Here are the benefits of short posts:

  • Allows You to Engage More Often: Because short-form content takes significantly less time to create than long-form, many companies often post on their blog two to three times every week. This frequency allows you to reach out and engage with your audience on social media or email more often. You’ll have a diverse array of posts to share on Facebook and Twitter, and you can even create a weekly newsletter with the most recent articles, giving you a reason to repeatedly reach out to your target audience.
  • Easier to Consume: We’re all scanners. We scroll through an article and read the headlines and bullet points and if that is interesting, we may go back and read the actual post. A short post caters to our speed reading generation. It doesn’t feel daunting to skim a blog post and we don’t have to sift through thousands of words to understand the main point.
  • Makes Room for Experimentation: When you’re publishing multiple times per week, you have the opportunity to write about different topics and in different formats. You can experiment with what works best for your audience (lists, how-to posts, infographics, etc). These short posts also help you understand your audience better. You can play around with all sorts of content and really hone in on what generates the most traffic and shares.

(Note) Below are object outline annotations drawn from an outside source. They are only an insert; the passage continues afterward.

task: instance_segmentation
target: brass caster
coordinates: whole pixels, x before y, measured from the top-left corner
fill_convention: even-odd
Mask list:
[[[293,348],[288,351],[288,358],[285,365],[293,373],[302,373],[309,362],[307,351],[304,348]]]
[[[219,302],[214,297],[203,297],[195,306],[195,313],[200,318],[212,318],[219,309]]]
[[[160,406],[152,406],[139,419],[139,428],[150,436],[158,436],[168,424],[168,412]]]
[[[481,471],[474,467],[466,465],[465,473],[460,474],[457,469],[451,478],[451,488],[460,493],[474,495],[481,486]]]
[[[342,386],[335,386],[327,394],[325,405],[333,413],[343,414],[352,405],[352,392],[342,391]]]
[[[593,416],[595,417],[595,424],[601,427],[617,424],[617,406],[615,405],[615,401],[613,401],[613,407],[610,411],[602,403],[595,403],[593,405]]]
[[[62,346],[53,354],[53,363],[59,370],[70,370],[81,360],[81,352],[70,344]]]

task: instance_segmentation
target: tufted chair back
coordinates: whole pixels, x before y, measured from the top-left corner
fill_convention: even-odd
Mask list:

In the end, the best content strategy involves a blend of both long-form and short-form. You shouldn’t completely eliminate your blog and spend all your free time creating 10,000-word guides. Nor should you be scared of the time required to create an e-book or white paper.

[bctt tweet “Your blogging efforts should always favor quality over quantity.”]

Your best bet is to maintain your blog, but focus more on quality versus quantity. Post one or two times per week, and use that extra time to create one long-form piece of content per quarter.